Finding no support from fellow Tennessee GOP colleagues, Rep. Travis drops TennCare expansion effort

District 31 state Rep. Ron Travis speaks as Tennessee Gov. Bill Haslam visits the Bledsoe County Courthouse in Pikeville in 2013 to announce Community Development Block Grants for the county and for the city of Pikeville. / Staff file photo
District 31 state Rep. Ron Travis speaks as Tennessee Gov. Bill Haslam visits the Bledsoe County Courthouse in Pikeville in 2013 to announce Community Development Block Grants for the county and for the city of Pikeville. / Staff file photo

NASHVILLE - After making an emotional appeal to GOP colleagues on Tennessee's need to expand Medicaid to provide health coverage to some 300,000 working-age adults, state Rep. Ron Travis, R-Dayton, on Wednesday then shelved his bill to do so.

Travis said it was clear he didn't have sufficient support to get the bill through its first hurdle, the five-member House TennCare Subcommittee.

"The vote wouldn't have been there," the retired insurance company owner said after he first made a plea to pass the bill, then told members of the panel he was taking his House Bill 2529 off notice.

Travis said "I took what I could get to discuss it with the speaker in his room with the players to find a way to make this happen. And I believe in that."

The lawmaker said while House Speaker Cameron Sexton, R-Crossville, won't have the bill considered in a summer study committee, the speaker is "guaranteeing me all the players will come to the table and we will look at this bill, Insure Tennessee, and see what makes everybody happy."

In a statement to the Times Free Press, Speaker Sexton's spokesman Doug Kuffner said the leader is not considering Medicaid expansion nor having a summer study committee on the issue.

"Chairman Travis has expressed an interest to meet with stakeholders and other interested parties on his legislation, and we would help provide staffing to assist with his research," Kuffner said. "We remain optimistic that President Trump will approve Tennessee's block grant proposal so we can use the flexibility associated with this fiscally responsible, conservative health care solution to better address the evolving needs of Tennesseans."

Republican Gov. Bill Lee has opposed expansion of Medicaid under the ACA and instead, at the direction of fellow Republicans in the legislature, applied for a federal block grant seeking to give the state flexibility to innovate.

The governor, who has held out the possibility of extending coverage to some uninsured people, has submitted a formal waiver of Medicaid rules with the Trump administration. But critics, including a powerful U.S. House Committee chairman, as well as health law experts, say what the governor is seeking to do is illegal. The Trump administration meanwhile is pushing in the courts to get the law declared invalid.

During the subcommittee hearing, Travis related the experience of his late sister-in-law who had no health insurance and despite having stomach pains initially wouldn't go to a hospital emergency room, saying it was likely the flu. Twelve hours later, he has said, she was forced to go to the hospital where she was diagnosed with a sepsis infection and died soon after.

Travis also relayed the experience of a man who wrote him a letter 18 months ago describing how his wife, who worked at a retail chain, was unable to afford to see a doctor and died from a stroke. The man said he himself had stomach pains, had been diagnosed with cancer by a doctor but couldn't go to a hospital because he had no insurance and couldn't afford it.

"I don't know what's wrong. I guess we'll never know," Travis told subcommittee members. "If he'd had insurance, he would have gone and he would have paid the $25 and seen what's wrong with him. I can't see sitting there with a man being sick and not knowing his outcome just because he don't have any health insurance."

The GOP-run General Assembly in 2011 famously rejected then-Republican Gov.

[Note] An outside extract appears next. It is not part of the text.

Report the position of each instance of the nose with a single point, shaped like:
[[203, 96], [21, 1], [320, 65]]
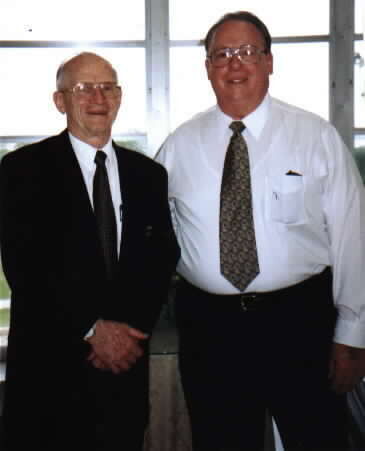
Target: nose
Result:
[[235, 61], [98, 95]]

Bill Haslam's proposed Insure Tennessee which would have expanded Medicaid coverage to some 300,000 working adults and proposed work requirements for those able to hold jobs. Republicans have steadfastly refused to consider it since, citing concerns federal funding would end and they would be forced to cut people from the rolls.

Noting that the federal share of the cost remains at 90%, Travis said the coverage issue remains important enough for Tennessee hospitals that they offered to pick up state government's 10% costs, as much as $140 million. During Wednesday's subcommittee hearing, an advocate for the Cancer Action Network and the American Cancer urged lawmakers to expand TennCare.

Asked why Republicans have steadfastly refused to do that over the last nine years, Travis said "I'll admit, I was probably part of the problem. I probably thought it was going to be repealed when we got a Congress that was Republican and a Republican president. But now, here it is 2020 and we still have Affordable Health Care [Act]. We will always have Affordable Health Care, I believe, in this country."

Asked whether the governor had told him not to push the issue, Travis said no. "They may have flagged it [stating their opposition], but I don't know that. This is something I wanted to do. This was something laid on my heart to do. This is something I was going to do regardless of what anybody said. So no, nobody's put any pressure on me."